Meu artigo mais recente no As Artes entre as Letras:
Saiu
no final de 2021, do prelo da Prime Books, o segundo volume da monumental
trilogia História dos Paladares de Deana Barroqueira, escritora
portuguesa nascida em 1945 na diáspora portuguesa nos Estados Unidos. A autora
promete-nos um terceiro volume, que já está entregue na editora e deve sair
ainda este ano. O primeira volume tem o título de Sedução, o segundo volume
2 designa-se, adequadamente, por Perdição e o terceiro volume chamar-se-á,
felizmente, Redenção.
O
primeiro volume, saído também em 2021, teve uma muito boa receção dos leitores
e da crítica, que foi coroada pelo Prémio Internacional da Literatura
Gastronómica, da Académie Internacional de la Gastronomie, em França. Soube entretanto
que os dois volumes foram nomeados para os Gourmand World Cookbook Awards
2022 (os «óscares da Gastronomia»), nas categorias de História da Culinária
e de Séries. É natural motivo de contentamento para aautora e para todos os
seus ávidos leitores, entre os quais me incluo: as obras, quer ganhem ou não, entraram
na lista dos 1% melhores livros do mundo do seu género, em 227 países. A
gastronomia portuguesa (já que os livros se centram sobretudo na história da gastronomia
portuguesa) está bem e recomenda-se.
Deana
Barroqueiro escreve na linha de gastrónomos José Quitério e Alfredo Saramago,
que nos regalaram com livros muito enriquecedores sobre o que comemos. Barroqueiro
tem uma grande bagagem de cozinha e gastronomia e escreve bem: não só foi
durante três décadas e meia professora de Literatura Portuguesa e Francesa como
tem a mão treinada por um conjunto de obras que conquistou leitores: começou
com livros infantis como Uraçá: O índio branco (Livros Horizonte, 2002), continuou com livros inspirados na Bíblia como Contos Eróticos do Velho Testamento, com prefácio
de Maria Teresa Horta (Livros Horizonte, 2003; reedição: Planeta Manuscrito,
2018), traduzido em Espanha, Itália e Brasil; e estendeu-se por volumosos romances
históricos que se baseiam na história portuguesa, em particular nos períodos da
Expansão Marítima e da União Ibérica: O Navegador da Passagem: A história de
um descobridor de mundos que o mundo ignorou (Porto Editora, 2008); O
Espião de D. João II: Na demanda dos segredos do Oriente e do misterioso Reino
do Preste João (Ésquilo, 2009; reedição: Casa das Letras, 2015); O
Corsário dos Sete Mares: Fernão Mendes Pinto (Casa das Letras, 2012); D.

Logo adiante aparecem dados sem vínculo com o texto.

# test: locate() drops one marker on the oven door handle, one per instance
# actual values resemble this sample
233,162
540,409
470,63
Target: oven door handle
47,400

Sebastião e o Vidente: Um romance de conspiração, mistério e revelação (Porto
Editora, 2006; reedição: Casa das Letras, 2016), que recebeu o Prémio Máxima de
Literatura 2007 - Prémio especial do júri, e se tornou um best-seller;
e 1640. O poeta, a professa, o
prosador, o pregador (Casa das Letras, 2017). A autor ganhou, pelo seu
estudo e divulgação da cultura portuguesa no espaço da lusofonia, o Prémio
Femina 2021.
Se o primeiro volume da trilogia, que me
surpreendeu, tinha 486 páginas, o segundo volume só fica um pouco atrás, com
396 páginas. Tem, tal como o primeiro, muitas receitas antigas: a capa informa
que são 211. Como diz a autora numa carta aos leitores: «Ao volume de Perdição,
interessa a culinária como conceito estético e, sobretudo, a gastronomia,
enquanto ramo do saber relevado á categoria das arte, portanto, produto de civilização.

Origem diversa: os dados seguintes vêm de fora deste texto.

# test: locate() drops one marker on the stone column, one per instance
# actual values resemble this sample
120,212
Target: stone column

Através de uma profunda pesquisa individual de artigos e livres antigos e contemporâneos,
procurei explorar o lado simbólico, ideológico e artístico da alimentação, condimentando-o
com o sal e a pimenta das minhas memórias, emoções e paixões.» E, mais adiante:
«A História dos Paladares é uma encruzilhada, ou melhor um labirinto de
sabores e saberes onde temi perder-me a cada canto, a cada nicho - cozinha regional
tradicional, nacional, internacional, oriental, étnica, gastronómica, molecular
ou de desconstrução (…) pela densidade da informação recolhida». A autora tece uma
malha, ajudada pelo grafismo, onde nos podemos prazerosamente perder, seja com
histórias, seja com informações úteis, seja com receitas. Pode-se começar em
qualquer lado e andar para a frente ou para trás….
O livro está dividido em sete capítulos, cada um
deles definido por três palavras: I- Memoriais. Editados. Impressos. II- Aprimorados.

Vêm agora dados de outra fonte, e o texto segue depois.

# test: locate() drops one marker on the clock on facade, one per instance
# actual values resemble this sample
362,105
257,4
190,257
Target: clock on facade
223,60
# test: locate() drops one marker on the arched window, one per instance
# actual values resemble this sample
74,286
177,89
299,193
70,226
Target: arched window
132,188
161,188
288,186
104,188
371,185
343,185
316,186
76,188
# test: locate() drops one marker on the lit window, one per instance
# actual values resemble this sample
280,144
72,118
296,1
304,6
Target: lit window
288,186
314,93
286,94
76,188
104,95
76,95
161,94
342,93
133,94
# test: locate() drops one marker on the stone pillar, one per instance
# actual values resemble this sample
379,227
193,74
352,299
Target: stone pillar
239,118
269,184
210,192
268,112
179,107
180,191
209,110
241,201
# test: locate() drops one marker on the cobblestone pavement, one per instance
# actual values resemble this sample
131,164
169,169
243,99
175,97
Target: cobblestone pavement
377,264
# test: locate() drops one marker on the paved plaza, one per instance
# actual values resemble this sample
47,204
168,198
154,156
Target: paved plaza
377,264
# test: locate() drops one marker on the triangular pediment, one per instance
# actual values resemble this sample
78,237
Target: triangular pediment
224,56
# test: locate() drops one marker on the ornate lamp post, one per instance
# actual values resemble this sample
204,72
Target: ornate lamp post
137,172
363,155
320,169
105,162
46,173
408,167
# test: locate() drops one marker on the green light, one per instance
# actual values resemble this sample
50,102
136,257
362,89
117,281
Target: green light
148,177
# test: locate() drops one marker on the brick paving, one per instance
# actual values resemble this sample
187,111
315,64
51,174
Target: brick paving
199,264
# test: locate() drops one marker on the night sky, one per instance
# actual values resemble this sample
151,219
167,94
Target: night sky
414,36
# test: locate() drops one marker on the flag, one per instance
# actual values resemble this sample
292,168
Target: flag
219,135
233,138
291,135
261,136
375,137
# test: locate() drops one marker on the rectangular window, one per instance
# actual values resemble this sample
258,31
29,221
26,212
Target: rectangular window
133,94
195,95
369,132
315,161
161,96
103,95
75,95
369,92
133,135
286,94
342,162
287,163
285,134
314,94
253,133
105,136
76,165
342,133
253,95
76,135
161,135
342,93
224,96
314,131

Civilizadores. Progressistas. III- faustosos. Pantagruélicos. Opulentos. IV- Encobertos.
Prodigiosos. Virulentos. V- Sacralizados. Sacrílegos. Bentos. VI- Ocultistas. Necromânticos.
Antropofágicos. E, finalmente, VII- Freiráticos. Conventuais. Pecaminosos. No capítulo
I a autora transporta-nos aos banquetes romanos e traz-nos o primeiro livro de cozinha
português, No capítulo II, fala-nos do grande chef francês Auguste Escoffier
e a da cozinheira Rosa Maria (um pseudónimo, que talvez seja de um homem),
autora no século XX da Cozinheira das Cozinheiras que a mãe da autora
levou e trouxe da América (pelo meio, podemos aprender «um remédio pera as
mulheres que casarem pareçam donzelas»). No capítulo III ficamos a saber como foi
a primeira boda da dinastia de Avis e o que se comia na corte do Preste João
das Índias. No capítulo IV, aprendemos os sabores de São Tomé e os sabores de Macau.
No capítulo V conhecemos como é que Santo Inácio de Loyola comprou uma viagem
com biscoitos e como é a culinária sagrada de comida-de-santo no Brasil. No
capítulo VI ficamos arrepiados com cenas de canibalismo e com as greves da fome
que Isabel do Carmo fez quando esteve presa em Custóias. No capítulo VII, por
último, surgem uma história fantástica do Convento de Odivelas, onde João V
costumava ir, e a deliciosa receita dos pastéis do convento de Tentúgal. Estas
são apenas algumas pormenores de um quadro muito rico apresentado em Perdição.
Com uma lista bibliográfica muito completa e um receituário no final, só faltou
um índice, para nos ajudar a encontrar qualquer nome ou iguaria. Mas tanto fez
a autora que só lhe podemos estar gratos por este pantagruélico livro.
Ficamos, cheios de água na boca, a aguardar pelo
terceiro volume. Depois da Sedução e Perdição, precisamos
ansiosamente de Redenção.
1 comentário:
Caríssimo Professor
Muito obrigada pela crítica tão generosa que faz ao meu livro. Fez-me muito feliz. Bem haja e até à Redenção!
Os meus desejos de um ano livre de todo o mal.